1960年代アメリカ南部の、いわゆる公民権運動を扱った映画です。

昔の印象だと、暴力シーンやメッセージ性など、けっこう強烈な描写があったように思ってましたが、あらためて観てみると、とても正統派の映画でした。
暴力シーンも激しくはないし、意図的に強調する部分もなく、王道の社会派骨太映画です。

そう、骨太です。
映画は、屋外の水飲み場で2つの蛇口にそれぞれ「白人用」「黒人用」と書いてある映像から始まります。
バックに流れるのは、マヘリア・ジャクソンの歌う「プレシャス・ロード」。
もう、骨太宣言ですよ。
こんなオープニングにしてしまったら、それはもういい映画にしないと嘘でしょう。

内容としては、ミシシッピの田舎町で白人の活動家が行方不明になり、FBI捜査官がやってきて、南部の偏見と戦いながら事件を解決していく、というものです。
捜査の流れや事件の謎、といったことは、あくまで物語の大筋であって、全編を通して描かれるのは、当時の南部の町の差別意識の様です。

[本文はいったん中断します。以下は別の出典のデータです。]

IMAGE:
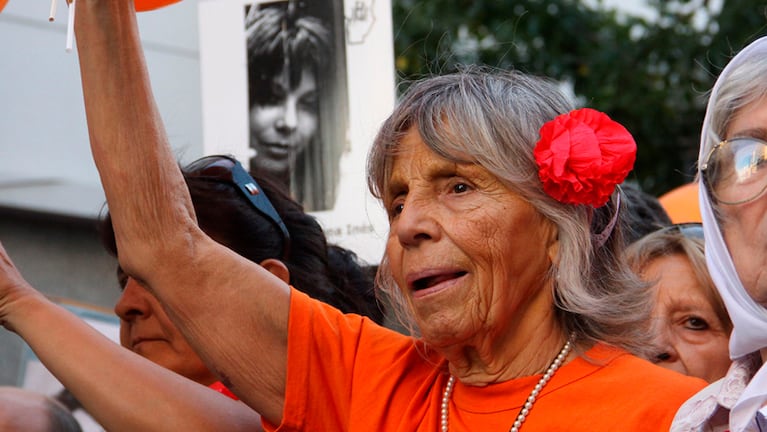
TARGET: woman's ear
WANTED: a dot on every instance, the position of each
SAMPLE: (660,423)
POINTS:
(277,268)
(552,246)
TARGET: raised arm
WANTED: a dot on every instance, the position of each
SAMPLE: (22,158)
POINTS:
(122,390)
(233,312)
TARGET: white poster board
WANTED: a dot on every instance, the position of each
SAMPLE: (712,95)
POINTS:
(351,94)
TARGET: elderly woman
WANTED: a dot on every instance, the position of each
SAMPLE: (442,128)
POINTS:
(689,323)
(731,165)
(503,248)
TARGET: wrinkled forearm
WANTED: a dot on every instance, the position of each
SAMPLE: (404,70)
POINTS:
(157,237)
(123,391)
(148,200)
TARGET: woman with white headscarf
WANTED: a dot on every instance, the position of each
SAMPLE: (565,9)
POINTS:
(733,172)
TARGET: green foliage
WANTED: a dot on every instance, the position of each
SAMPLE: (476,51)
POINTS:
(652,75)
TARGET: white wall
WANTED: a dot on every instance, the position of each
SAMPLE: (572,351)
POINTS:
(43,135)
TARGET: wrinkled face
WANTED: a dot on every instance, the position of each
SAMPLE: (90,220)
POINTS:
(690,337)
(283,122)
(146,330)
(744,226)
(469,255)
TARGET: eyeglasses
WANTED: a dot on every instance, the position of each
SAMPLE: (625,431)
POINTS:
(229,170)
(735,170)
(689,229)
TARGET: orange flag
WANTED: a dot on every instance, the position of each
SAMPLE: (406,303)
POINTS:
(681,203)
(147,5)
(141,5)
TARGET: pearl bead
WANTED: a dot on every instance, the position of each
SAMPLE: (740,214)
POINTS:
(523,413)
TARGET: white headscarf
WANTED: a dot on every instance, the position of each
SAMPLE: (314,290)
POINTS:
(749,319)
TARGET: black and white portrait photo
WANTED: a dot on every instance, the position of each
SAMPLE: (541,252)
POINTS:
(296,90)
(296,95)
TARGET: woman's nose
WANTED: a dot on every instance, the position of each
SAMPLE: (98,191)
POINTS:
(288,120)
(131,303)
(415,223)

実際にこの時代には、KKK団という白人至上主義の団体があり(今も存在します)、普通の人の家が放火され、黒人がリンチされて木に吊るされて(「奇妙な果実」という歌になってますね)いたわけで、その様子はすべて映画の中に出てきます。
映画では、差別=悪、という単純化はせず、小さな町に生まれ育った人達の複雑な心境も描写されています。
とはいえ、そこにものすごく深く切り込んでいっているわけではありません。
多くの人が飽きずに最後まで観られるように、エンターテイメント(この映画にはしっくりこない言葉ですが)に仕立ててあります。
タイプの違う主人公ふたりの衝突や、ちょっとしたロマンスといった、定番の要素も入ってます。
そして、それらがまた、多すぎず少なすぎずといった感じで盛り込まれてるんですよね。
黒人が木に吊るされるシーンも、ぜんぜん強調されずに描かれますし、暴力シーンのバックにゴスペルが流れるのも嫌みがなく自然です。
伝えたい内容と、観客を引きつける要素とが、うまいバランスでまとまっています。

そして、全編を通してドラマを引っ張っていくのが、ジーン・ハックマンです。
彼を見てるだけで物語に引き込まれていきます。
あらためて、俳優の力を見せつけられました。
素晴らしいです。

正統的アメリカ映画の名作です。
内容は重いけど、誰でも楽しめると思います。
黒人差別や公民権運動に興味のある人に、何か1本、と言われたら、僕はこの映画を勧めるでしょう。


アラン・パーカーの映画には好きなものが多いです。
そこまで明確なカラーがある監督じゃないんですけどね。
バーディ、エンゼル・ハート、そしてコミットメンツ。
どれも面白かった。
コミットメンツに至っては、見終わって興奮して、その場で友達に電話してバンド始めて、しかもそのバンドが15〜6年続いているという。
コミットメンツもまた見直さなきゃ。

楽器を始めて以来、映画はほとんど見てなかったんです。
2時間もあれば、何かしら音楽の練習ができますからね。
でも、やっぱり映画はいい!

僕は、「ミシシッピ・バーニング」みたいな、脚本のしっかりした、きちんとお金のかかった正統派のアメリカ映画(ハリウッド映画ではない)も好きなんです。
最近ではイーストウッドの「グラン・トリノ」とか。
「タッカー」とか「我が心のボルチモア」とかもう一回観たい!
あーいろいろ観たくなってきた!
また、たまにブログにも書きますね。